Por último, revisemos el valor de la producción agrícola. Como las extensiones cultivadas difieren entre un país y otro, comparemos el valor monetario generado por cada hectárea de tierra bajo producción. En este análisis, lo que sorprende es que los líderes no son los productores de transgénicos, Argentina y Brasil, sino Chile, seguido a distancia segura por Perú y Ecuador. En 2016, el último año con datos disponibles, el agro chileno generó más de 13 mil dólares americanos por hectárea, Perú 5,6 mil dólares y Ecuador 4,1 mil dólares. En los tres casos, una parte significativa está conectada a la agroexportación. Brasil y Argentina reportaron 2,8 mil dólares y 1,5 mil respectivamente. Entre ambos gigantes, el país carioca impone su predominio una vez más y demuestra por qué es el primer productor mundial de soya. Bolivia ocupa el penúltimo lugar transitoriamente porque según las tendencias estadísticas, está expuesto al riesgo inminente de quedar rebasado por Paraguay.
Como hemos visto, los países con escasas tierras agrícolas compensaron sus limitaciones con el alto valor de producción, mientras que los dos gigantes del agronegocio tomaron ventaja del acceso privilegiado a extensas tierras cultivables. Bolivia está, más bien, en una posición incómoda, con un patrón de desarrollo ambivalente sino a la deriva. Tampoco logró adoptar un perfil agrícola integrado, es decir, entre una agricultura andina productiva y una agricultura cruceña competitiva y sostenible. Al contrario, son dos mundos que tan solo coexisten, sin integralidad ni eslabonamientos. Mientras que los grandes agropecuarios siguen encandilados por el modelo soyero del Cono Sur, a pesar de la inserción subordinada, los pequeños productores cada vez son más dependientes de alimentos e ingresos que no provienen de la agricultura. Está claro que esta situación, en extremo frágil, no es otra cosa que una bomba de tiempo contra la seguridad alimentaria de los bolivianos.
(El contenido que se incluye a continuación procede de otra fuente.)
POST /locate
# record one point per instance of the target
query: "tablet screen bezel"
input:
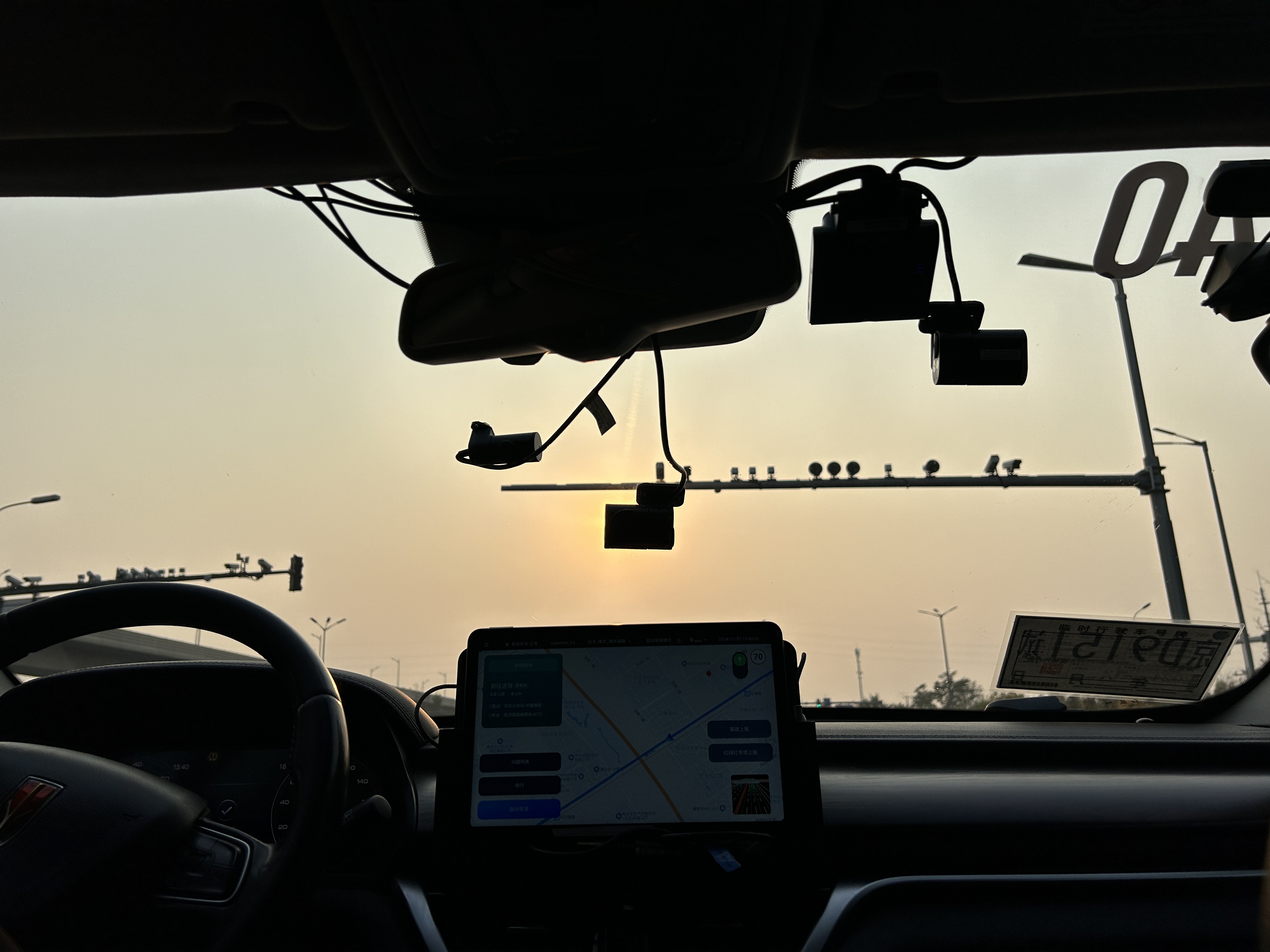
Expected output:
(599, 638)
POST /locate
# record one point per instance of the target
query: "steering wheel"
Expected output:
(81, 835)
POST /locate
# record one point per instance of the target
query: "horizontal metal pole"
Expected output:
(12, 591)
(1141, 480)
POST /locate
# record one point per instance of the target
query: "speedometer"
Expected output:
(363, 785)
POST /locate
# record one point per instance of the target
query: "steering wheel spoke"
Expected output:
(88, 836)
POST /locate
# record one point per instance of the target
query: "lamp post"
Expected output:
(860, 677)
(948, 669)
(328, 626)
(1165, 540)
(33, 501)
(1221, 527)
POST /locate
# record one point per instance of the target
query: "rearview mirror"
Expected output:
(601, 294)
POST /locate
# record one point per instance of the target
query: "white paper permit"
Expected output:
(1140, 658)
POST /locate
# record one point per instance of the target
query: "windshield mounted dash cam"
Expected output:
(647, 525)
(873, 257)
(1239, 281)
(488, 449)
(962, 354)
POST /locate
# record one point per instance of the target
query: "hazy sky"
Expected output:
(214, 374)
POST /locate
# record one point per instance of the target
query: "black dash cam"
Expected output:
(873, 258)
(639, 527)
(980, 359)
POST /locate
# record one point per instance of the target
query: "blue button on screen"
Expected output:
(740, 753)
(518, 809)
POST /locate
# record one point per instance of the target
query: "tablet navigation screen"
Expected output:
(651, 734)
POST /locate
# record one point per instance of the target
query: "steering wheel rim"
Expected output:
(321, 755)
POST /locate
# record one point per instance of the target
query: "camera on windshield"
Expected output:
(873, 258)
(487, 449)
(964, 356)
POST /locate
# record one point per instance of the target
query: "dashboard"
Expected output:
(896, 803)
(248, 790)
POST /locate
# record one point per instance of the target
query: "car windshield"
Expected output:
(205, 376)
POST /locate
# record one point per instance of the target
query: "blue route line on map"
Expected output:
(667, 739)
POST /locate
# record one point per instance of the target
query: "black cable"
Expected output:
(348, 205)
(356, 246)
(389, 190)
(373, 202)
(460, 456)
(948, 242)
(933, 164)
(661, 412)
(348, 241)
(794, 199)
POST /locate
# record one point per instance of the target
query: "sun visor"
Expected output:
(601, 295)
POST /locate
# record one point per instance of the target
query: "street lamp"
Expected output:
(322, 642)
(1221, 527)
(1165, 540)
(948, 672)
(33, 501)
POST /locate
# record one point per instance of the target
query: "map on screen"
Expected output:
(630, 734)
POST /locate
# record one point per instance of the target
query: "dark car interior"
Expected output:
(592, 179)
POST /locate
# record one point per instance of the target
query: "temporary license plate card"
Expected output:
(1113, 657)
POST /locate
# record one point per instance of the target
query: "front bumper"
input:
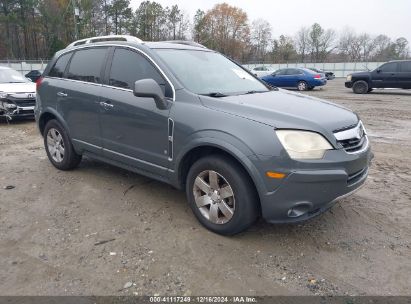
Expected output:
(319, 82)
(348, 84)
(308, 192)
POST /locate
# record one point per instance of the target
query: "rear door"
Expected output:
(404, 74)
(386, 76)
(134, 130)
(79, 97)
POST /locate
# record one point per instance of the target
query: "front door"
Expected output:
(134, 130)
(404, 74)
(78, 97)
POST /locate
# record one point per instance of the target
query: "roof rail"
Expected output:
(105, 38)
(186, 42)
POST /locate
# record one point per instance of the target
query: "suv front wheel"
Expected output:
(58, 146)
(221, 195)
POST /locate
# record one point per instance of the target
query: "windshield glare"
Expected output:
(11, 76)
(205, 72)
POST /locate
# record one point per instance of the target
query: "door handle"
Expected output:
(106, 105)
(62, 94)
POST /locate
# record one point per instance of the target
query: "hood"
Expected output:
(25, 87)
(285, 109)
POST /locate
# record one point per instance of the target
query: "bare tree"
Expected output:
(260, 37)
(302, 42)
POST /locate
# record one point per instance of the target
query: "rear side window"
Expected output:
(86, 65)
(60, 66)
(389, 67)
(128, 67)
(405, 67)
(293, 72)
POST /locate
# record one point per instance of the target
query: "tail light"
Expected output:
(38, 83)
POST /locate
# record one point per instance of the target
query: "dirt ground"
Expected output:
(51, 224)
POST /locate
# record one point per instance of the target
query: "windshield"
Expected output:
(11, 76)
(209, 73)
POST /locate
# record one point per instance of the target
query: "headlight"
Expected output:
(10, 105)
(303, 144)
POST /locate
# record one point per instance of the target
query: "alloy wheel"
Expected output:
(214, 197)
(302, 86)
(55, 145)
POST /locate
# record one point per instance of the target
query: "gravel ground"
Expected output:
(104, 231)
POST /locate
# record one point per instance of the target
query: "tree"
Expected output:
(260, 37)
(225, 29)
(302, 42)
(283, 49)
(199, 29)
(320, 42)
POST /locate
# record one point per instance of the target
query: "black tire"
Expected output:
(360, 87)
(302, 86)
(244, 194)
(70, 158)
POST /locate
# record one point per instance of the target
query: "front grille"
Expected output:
(353, 139)
(353, 144)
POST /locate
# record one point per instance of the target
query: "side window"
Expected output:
(86, 65)
(129, 66)
(389, 67)
(60, 66)
(293, 72)
(405, 67)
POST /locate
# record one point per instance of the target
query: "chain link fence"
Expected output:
(25, 66)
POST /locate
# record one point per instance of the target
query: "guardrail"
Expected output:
(340, 69)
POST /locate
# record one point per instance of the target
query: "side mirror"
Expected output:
(150, 88)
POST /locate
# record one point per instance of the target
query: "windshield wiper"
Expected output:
(254, 92)
(215, 94)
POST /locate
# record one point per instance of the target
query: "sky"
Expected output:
(389, 17)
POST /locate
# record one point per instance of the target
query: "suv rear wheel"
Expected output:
(302, 86)
(59, 147)
(221, 195)
(360, 87)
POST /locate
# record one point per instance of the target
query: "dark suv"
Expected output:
(190, 117)
(393, 74)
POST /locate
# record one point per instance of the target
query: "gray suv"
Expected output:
(188, 116)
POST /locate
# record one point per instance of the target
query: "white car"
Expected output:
(261, 71)
(17, 94)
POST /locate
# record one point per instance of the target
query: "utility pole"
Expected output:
(76, 13)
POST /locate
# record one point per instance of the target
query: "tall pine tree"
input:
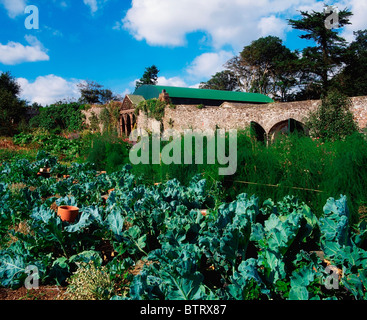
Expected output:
(320, 62)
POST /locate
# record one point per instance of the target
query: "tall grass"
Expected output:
(295, 165)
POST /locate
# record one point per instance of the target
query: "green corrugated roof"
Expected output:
(150, 92)
(135, 99)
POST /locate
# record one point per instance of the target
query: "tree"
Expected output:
(333, 120)
(266, 66)
(150, 76)
(353, 79)
(92, 93)
(225, 80)
(321, 61)
(12, 109)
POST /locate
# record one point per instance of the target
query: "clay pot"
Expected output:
(68, 213)
(204, 212)
(44, 172)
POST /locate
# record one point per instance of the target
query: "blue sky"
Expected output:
(112, 41)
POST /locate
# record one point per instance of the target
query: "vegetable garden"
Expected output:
(240, 250)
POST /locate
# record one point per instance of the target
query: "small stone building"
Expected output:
(183, 97)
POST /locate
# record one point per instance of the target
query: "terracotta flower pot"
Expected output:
(68, 213)
(204, 212)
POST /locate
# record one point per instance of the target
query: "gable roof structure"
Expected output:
(217, 97)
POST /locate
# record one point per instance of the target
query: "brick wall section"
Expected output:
(360, 111)
(239, 116)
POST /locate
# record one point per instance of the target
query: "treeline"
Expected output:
(17, 115)
(268, 67)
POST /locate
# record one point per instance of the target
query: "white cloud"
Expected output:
(14, 7)
(208, 64)
(48, 89)
(174, 82)
(92, 4)
(15, 53)
(225, 22)
(273, 26)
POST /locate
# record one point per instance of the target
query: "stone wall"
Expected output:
(88, 114)
(239, 116)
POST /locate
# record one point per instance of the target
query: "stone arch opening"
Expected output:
(128, 125)
(286, 127)
(122, 126)
(258, 132)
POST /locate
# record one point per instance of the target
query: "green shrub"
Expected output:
(90, 282)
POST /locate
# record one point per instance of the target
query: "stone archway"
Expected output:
(127, 122)
(285, 127)
(258, 131)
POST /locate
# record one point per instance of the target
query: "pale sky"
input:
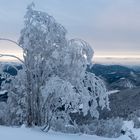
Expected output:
(111, 27)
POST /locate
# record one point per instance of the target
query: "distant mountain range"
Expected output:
(116, 76)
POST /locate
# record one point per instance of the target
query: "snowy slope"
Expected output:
(7, 133)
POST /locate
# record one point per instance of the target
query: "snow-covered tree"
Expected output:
(55, 79)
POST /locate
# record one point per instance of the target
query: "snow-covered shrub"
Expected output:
(107, 128)
(3, 113)
(16, 104)
(136, 121)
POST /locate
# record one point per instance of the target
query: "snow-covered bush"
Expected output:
(136, 121)
(16, 104)
(108, 128)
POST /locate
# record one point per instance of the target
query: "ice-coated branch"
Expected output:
(13, 56)
(9, 40)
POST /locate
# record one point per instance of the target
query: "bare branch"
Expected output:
(13, 56)
(10, 41)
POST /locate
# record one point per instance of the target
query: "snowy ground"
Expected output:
(8, 133)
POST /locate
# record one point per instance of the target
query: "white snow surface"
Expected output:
(11, 133)
(113, 91)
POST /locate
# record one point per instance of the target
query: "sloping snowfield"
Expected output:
(9, 133)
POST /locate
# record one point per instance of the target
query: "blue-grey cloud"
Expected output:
(109, 26)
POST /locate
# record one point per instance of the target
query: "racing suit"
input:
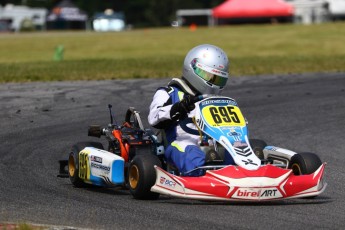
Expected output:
(182, 135)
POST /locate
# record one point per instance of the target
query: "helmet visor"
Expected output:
(211, 75)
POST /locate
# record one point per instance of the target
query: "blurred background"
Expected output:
(117, 15)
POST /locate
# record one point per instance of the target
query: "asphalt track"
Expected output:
(40, 121)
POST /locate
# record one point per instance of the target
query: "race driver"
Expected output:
(205, 71)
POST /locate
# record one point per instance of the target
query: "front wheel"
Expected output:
(142, 176)
(304, 163)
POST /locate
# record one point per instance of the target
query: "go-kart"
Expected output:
(135, 160)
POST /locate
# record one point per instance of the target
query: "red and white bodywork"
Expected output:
(234, 183)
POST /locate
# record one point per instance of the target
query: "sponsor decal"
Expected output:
(99, 166)
(249, 161)
(167, 182)
(96, 159)
(252, 193)
(240, 144)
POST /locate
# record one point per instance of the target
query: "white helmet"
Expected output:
(206, 68)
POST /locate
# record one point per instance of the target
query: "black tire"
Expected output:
(73, 161)
(258, 147)
(304, 163)
(142, 176)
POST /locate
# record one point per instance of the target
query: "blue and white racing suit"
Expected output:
(183, 138)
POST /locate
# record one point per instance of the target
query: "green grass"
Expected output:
(252, 49)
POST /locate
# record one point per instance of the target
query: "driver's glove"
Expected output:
(180, 109)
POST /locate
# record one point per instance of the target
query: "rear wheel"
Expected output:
(304, 163)
(258, 147)
(73, 161)
(142, 176)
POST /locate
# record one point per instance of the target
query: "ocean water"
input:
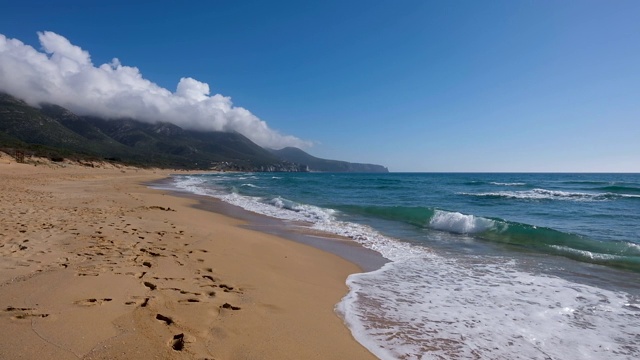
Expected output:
(486, 266)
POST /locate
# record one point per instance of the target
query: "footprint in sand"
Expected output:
(229, 306)
(177, 343)
(167, 320)
(138, 300)
(23, 313)
(92, 301)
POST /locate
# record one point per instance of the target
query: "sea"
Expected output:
(476, 265)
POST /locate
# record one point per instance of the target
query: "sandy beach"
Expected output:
(95, 265)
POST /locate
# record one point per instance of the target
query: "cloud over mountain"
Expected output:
(63, 74)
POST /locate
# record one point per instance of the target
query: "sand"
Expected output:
(95, 265)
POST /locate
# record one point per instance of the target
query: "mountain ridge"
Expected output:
(55, 131)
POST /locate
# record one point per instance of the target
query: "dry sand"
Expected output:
(94, 265)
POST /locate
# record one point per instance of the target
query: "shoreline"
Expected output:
(95, 265)
(366, 259)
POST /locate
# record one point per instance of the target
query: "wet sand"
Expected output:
(95, 265)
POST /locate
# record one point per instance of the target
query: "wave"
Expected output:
(543, 194)
(508, 184)
(619, 189)
(540, 239)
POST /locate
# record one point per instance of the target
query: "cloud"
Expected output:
(63, 74)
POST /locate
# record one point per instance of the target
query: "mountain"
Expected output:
(313, 163)
(55, 132)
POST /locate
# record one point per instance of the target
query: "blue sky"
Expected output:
(413, 85)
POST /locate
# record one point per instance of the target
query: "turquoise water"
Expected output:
(481, 265)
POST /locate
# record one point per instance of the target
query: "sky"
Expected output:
(415, 85)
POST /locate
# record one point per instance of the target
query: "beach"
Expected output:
(96, 265)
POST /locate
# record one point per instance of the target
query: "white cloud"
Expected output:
(63, 74)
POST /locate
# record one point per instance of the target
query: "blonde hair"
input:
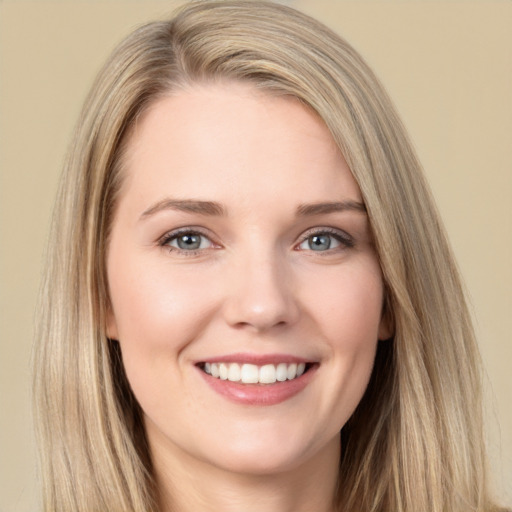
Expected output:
(415, 442)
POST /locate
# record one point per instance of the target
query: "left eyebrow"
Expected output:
(209, 208)
(330, 207)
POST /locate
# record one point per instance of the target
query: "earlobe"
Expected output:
(111, 325)
(387, 322)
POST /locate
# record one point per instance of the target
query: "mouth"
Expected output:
(248, 373)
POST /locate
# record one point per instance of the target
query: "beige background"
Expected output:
(448, 66)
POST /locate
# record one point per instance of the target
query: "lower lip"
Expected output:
(259, 394)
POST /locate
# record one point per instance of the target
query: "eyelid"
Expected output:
(169, 236)
(340, 235)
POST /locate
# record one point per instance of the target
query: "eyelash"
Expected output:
(345, 240)
(342, 237)
(174, 235)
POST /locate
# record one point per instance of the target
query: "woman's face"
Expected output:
(240, 249)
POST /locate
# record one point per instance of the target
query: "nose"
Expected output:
(261, 295)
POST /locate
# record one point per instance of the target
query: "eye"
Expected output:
(322, 241)
(186, 241)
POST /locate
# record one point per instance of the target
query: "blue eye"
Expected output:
(323, 241)
(319, 242)
(187, 241)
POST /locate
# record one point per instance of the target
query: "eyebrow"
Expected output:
(209, 208)
(212, 208)
(330, 207)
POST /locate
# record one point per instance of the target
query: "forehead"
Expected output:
(234, 142)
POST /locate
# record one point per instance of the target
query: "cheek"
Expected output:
(156, 310)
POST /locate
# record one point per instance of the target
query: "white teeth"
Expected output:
(291, 373)
(234, 372)
(250, 374)
(253, 374)
(223, 371)
(281, 372)
(267, 374)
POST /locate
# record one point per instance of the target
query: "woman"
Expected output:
(253, 264)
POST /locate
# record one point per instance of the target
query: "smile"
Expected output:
(254, 374)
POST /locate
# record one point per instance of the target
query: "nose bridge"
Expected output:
(261, 292)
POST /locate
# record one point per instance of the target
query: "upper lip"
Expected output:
(256, 359)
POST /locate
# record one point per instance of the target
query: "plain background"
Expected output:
(446, 64)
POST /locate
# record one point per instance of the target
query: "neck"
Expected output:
(189, 485)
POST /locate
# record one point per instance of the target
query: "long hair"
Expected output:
(415, 441)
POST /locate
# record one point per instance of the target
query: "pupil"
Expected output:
(189, 242)
(320, 242)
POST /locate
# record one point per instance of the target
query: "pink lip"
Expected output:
(258, 394)
(257, 359)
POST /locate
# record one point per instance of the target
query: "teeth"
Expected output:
(253, 374)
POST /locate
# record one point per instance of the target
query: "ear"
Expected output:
(111, 325)
(387, 322)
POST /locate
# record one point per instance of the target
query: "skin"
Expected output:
(255, 285)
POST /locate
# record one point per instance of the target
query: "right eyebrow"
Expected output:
(209, 208)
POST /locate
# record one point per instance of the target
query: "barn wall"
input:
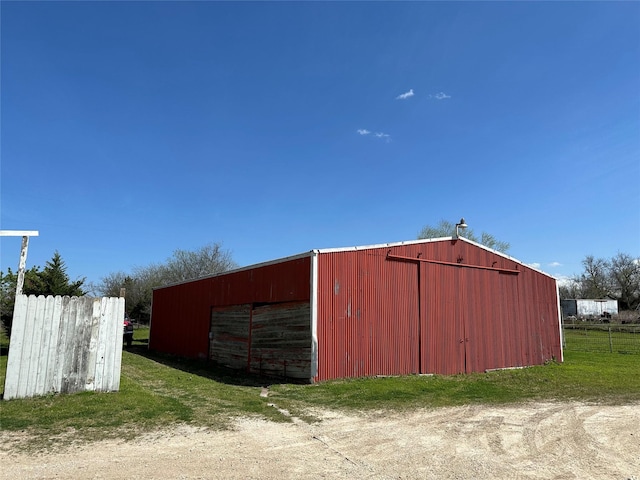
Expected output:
(181, 313)
(380, 315)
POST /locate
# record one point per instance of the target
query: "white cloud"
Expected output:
(405, 95)
(440, 96)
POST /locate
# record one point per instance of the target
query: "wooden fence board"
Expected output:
(64, 345)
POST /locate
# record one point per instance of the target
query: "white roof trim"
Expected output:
(357, 248)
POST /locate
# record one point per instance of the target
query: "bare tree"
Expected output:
(181, 266)
(624, 272)
(447, 229)
(617, 278)
(594, 281)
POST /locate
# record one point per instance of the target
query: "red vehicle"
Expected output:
(128, 331)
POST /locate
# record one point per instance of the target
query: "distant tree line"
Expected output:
(51, 280)
(447, 229)
(181, 266)
(138, 284)
(617, 278)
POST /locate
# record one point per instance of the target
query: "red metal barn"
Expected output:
(440, 306)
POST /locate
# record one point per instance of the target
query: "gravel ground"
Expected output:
(533, 441)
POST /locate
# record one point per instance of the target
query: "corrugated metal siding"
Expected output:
(380, 316)
(181, 313)
(367, 315)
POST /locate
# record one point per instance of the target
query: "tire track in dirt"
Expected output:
(533, 441)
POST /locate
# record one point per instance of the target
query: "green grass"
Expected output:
(157, 391)
(600, 340)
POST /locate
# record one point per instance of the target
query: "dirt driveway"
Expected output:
(549, 441)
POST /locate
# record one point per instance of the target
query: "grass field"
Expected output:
(603, 338)
(157, 391)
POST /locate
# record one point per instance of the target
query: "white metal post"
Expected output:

Ante este estado del agro, la conclusión inevitable es que la agricultura boliviana ha caído en una crisis severa, donde los transgénicos no son más que una aspirina, un analgésico pasajero pretendido por algunos gremios agropecuarios que actúan en defensa de intereses particulares. La crisis no implica que la misma no sea lucrativa para los grupos de agropoder que controlan tierras y subsidios. Los agentes de cambio están, por supuesto, entre los propios productores del oriente y los pequeños productores andinos, pero, dado que cualquier cambio del sistema agroalimentario es y debe ser de interés colectivo, son decisivas tanto la participación ciudadana, como la reconducción de la agricultura boliviana por medio de una nueva política de Estado.
* El autor es Director de la Fundación TIERRA.